We headed north towards Anglesey by car and came to a wild and beautiful spot where two rivers meet. I had never experienced anything like it. I was on a family holiday in Wales, age 9. My memory is now thin on detail, but I have an overwhelming sense of an ancient bridge, rocks, massive boulders and air moist with spray from the cascades of crystal water thundering down over falls that seemed huge, dangerous and exciting.
We picnicked and I clambered on the rocks, settling after a short time to sit, enthralled by the magic and energy of the water as it found its chaordic way between the rocks. It seemed to swirl and leap as if powered by a hidden force and I became mesmerised, drawn into an expanded sense of myself merging with that force. It was a feeling that seemed both perfectly natural to me and yet deeply formative.
I don’t remember saying anything to my family and have never spoken of it for 5 decades since. But recently my sister reported to me that our 89 year-old mother had suddenly recalled that holiday and the name Betws-Y-Coed. She said to my sister, “Paul was entranced by the waterfalls there and when it was time to leave he said, “ I don’t want to leave, I want to stay here and become the waterfall”.
I am touched to know that my mother had held in her memory, words that I never knew I had spoken. She must have sensed that the experience was having a profound effect on me and it had become a special memory for her too.

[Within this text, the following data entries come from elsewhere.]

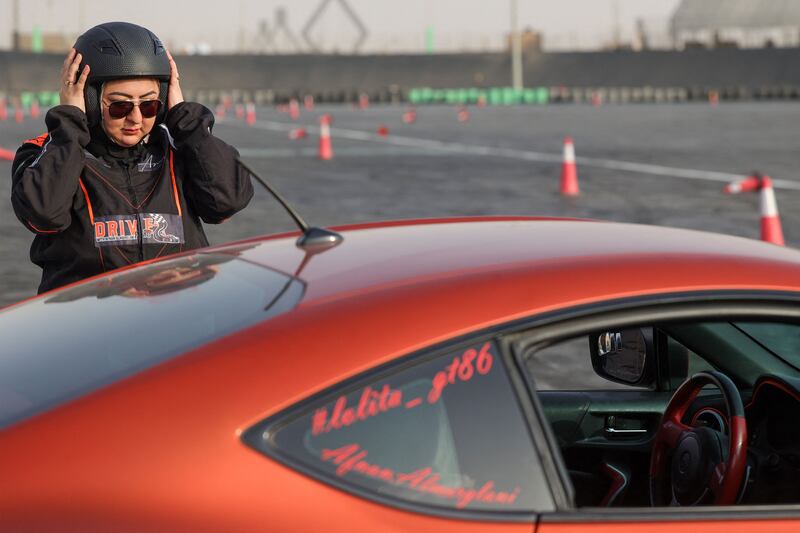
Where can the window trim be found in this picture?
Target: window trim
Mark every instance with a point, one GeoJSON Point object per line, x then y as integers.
{"type": "Point", "coordinates": [256, 434]}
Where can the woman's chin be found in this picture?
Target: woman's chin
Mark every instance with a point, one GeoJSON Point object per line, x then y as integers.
{"type": "Point", "coordinates": [128, 140]}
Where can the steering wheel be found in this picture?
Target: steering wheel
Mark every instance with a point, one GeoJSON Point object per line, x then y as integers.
{"type": "Point", "coordinates": [687, 462]}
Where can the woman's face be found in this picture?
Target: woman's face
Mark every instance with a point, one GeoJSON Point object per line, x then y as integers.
{"type": "Point", "coordinates": [130, 129]}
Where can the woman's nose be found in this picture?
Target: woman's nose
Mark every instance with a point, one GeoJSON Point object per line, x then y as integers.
{"type": "Point", "coordinates": [135, 115]}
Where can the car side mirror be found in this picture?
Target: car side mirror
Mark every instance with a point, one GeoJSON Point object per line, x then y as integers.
{"type": "Point", "coordinates": [624, 356]}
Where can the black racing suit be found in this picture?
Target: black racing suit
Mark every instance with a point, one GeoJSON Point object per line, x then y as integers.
{"type": "Point", "coordinates": [96, 206]}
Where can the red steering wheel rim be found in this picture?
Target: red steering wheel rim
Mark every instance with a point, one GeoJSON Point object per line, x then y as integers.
{"type": "Point", "coordinates": [727, 476]}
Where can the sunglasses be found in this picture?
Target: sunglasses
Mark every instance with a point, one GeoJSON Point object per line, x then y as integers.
{"type": "Point", "coordinates": [122, 108]}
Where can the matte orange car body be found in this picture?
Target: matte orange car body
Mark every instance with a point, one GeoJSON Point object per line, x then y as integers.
{"type": "Point", "coordinates": [161, 450]}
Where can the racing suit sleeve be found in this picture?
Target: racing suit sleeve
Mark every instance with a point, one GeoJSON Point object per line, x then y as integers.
{"type": "Point", "coordinates": [45, 171]}
{"type": "Point", "coordinates": [214, 183]}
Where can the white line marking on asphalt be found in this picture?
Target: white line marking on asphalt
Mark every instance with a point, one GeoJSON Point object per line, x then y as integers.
{"type": "Point", "coordinates": [526, 155]}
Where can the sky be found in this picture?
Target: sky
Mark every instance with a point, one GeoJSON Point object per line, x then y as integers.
{"type": "Point", "coordinates": [393, 26]}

I have always felt most at home and most alive when surrounded by nature, where the sights sounds and smells are an urgent reminder of the interconnectedness of all life. Time can seem to stand still and the ego melts, as it did for that brief hour at Betws-Y-Coed, whose name conjures my memory of being at one with the water, with its wildness, its freedom and the sparkling clarity of the very essence of life.